Wat mij betreft heeft staatssecretaris Van Eijck een aantal fouten gemaakt. Fouten die overigens ook door voorgangers van hem al zijn gemaakt. Er ligt dan ook een systeemfout aan ten grondslag. In Nederland zijn immers uitvoerende en wetgevende macht onvoldoende van elkaar gescheiden. Ook deze staatssecretaris zal ter verdediging ongetwijfeld aanvoeren dat hij werd gedwongen als verantwoordelijke voor de belastingontvangsten van het Rijk in een qua overheidsfinanciën precaire situatie. Er zitten echter (fatsoens)grenzen aan het budgettaire argument. Ik wens de staatssecretaris van harte een herontdekking van deze grenzen toe. Fatsoen telt juist als het erop aankomt en niet louter als het niets kost.

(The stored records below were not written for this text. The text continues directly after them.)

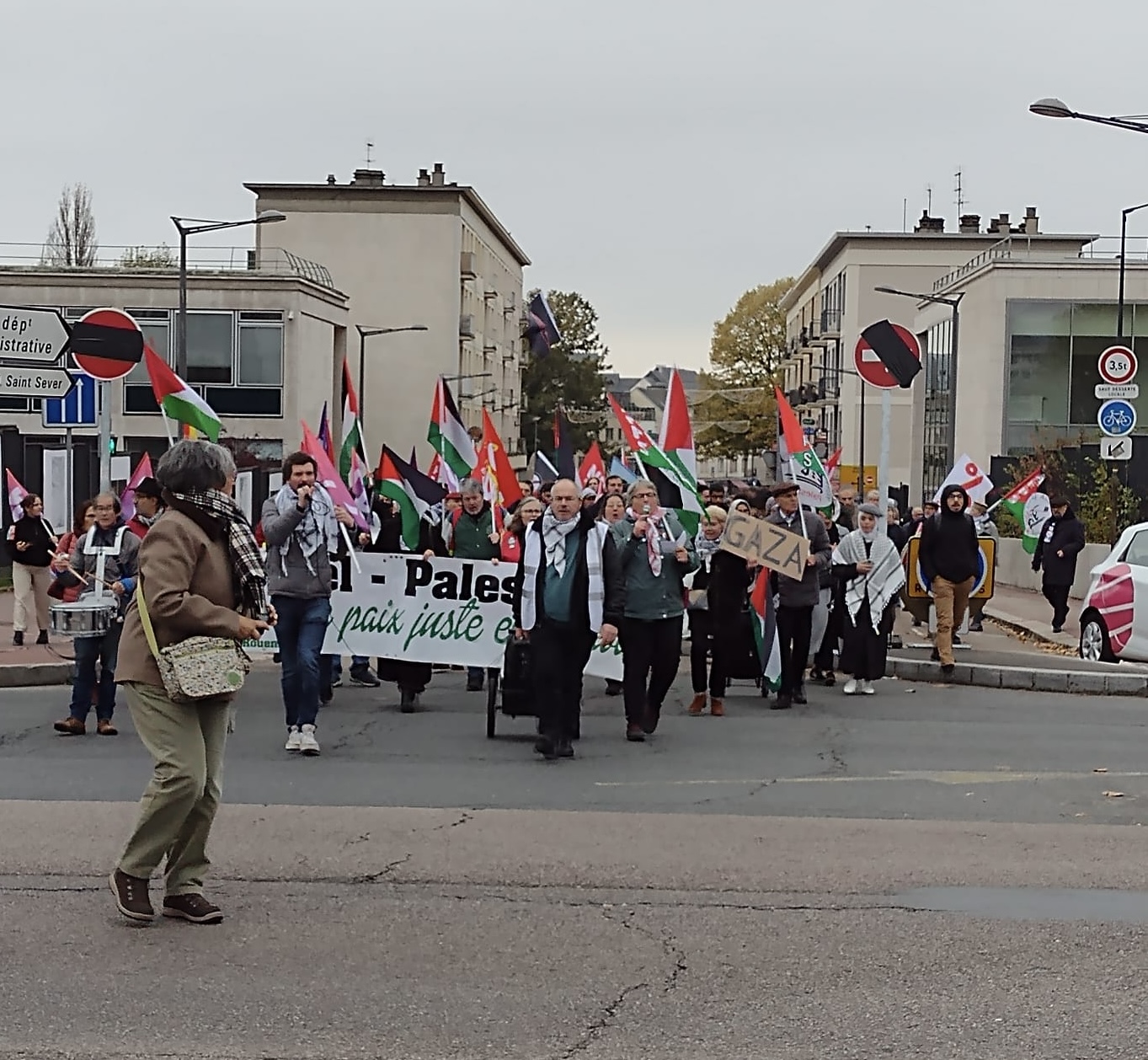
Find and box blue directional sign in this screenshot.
[44,372,100,427]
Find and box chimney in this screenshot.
[913,210,945,233]
[351,169,387,187]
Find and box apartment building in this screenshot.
[781,206,1093,499]
[244,164,531,455]
[0,244,349,518]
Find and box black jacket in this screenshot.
[8,516,55,567]
[918,486,980,582]
[1032,507,1085,586]
[513,509,626,629]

Daarnaast heeft staatssecretaris Van Eijck echter ook een aantal belangrijke aanzetten gegeven voor een breuk met fout beleid uit het verleden en heeft hij bij de evaluatie van de Wet IB 2001 nog een rol te vervullen. Daarom en vanwege de korte tijd van zijn staatssecretariaat verdient hij het wat mij betreft om in een nieuw kabinet dit staatssecretariaat te blijven vervullen. Komt het daarom even goed uit dat hij geen lid van de LPF schijnt te zijn, want het zou mij verbazen als we die partij in de nieuw te vormen regering nog terugzien. De partijloosheid van de staatssecretaris geeft wellicht ook de mogelijkheid te komen tot een boven de partijen staand belastingstelsel naar de norm van artikel 1 van de Grondwet. Of heb ik nu echt te veel port op en zit ik met mijn hoofd in de wolken ver boven Den Haag?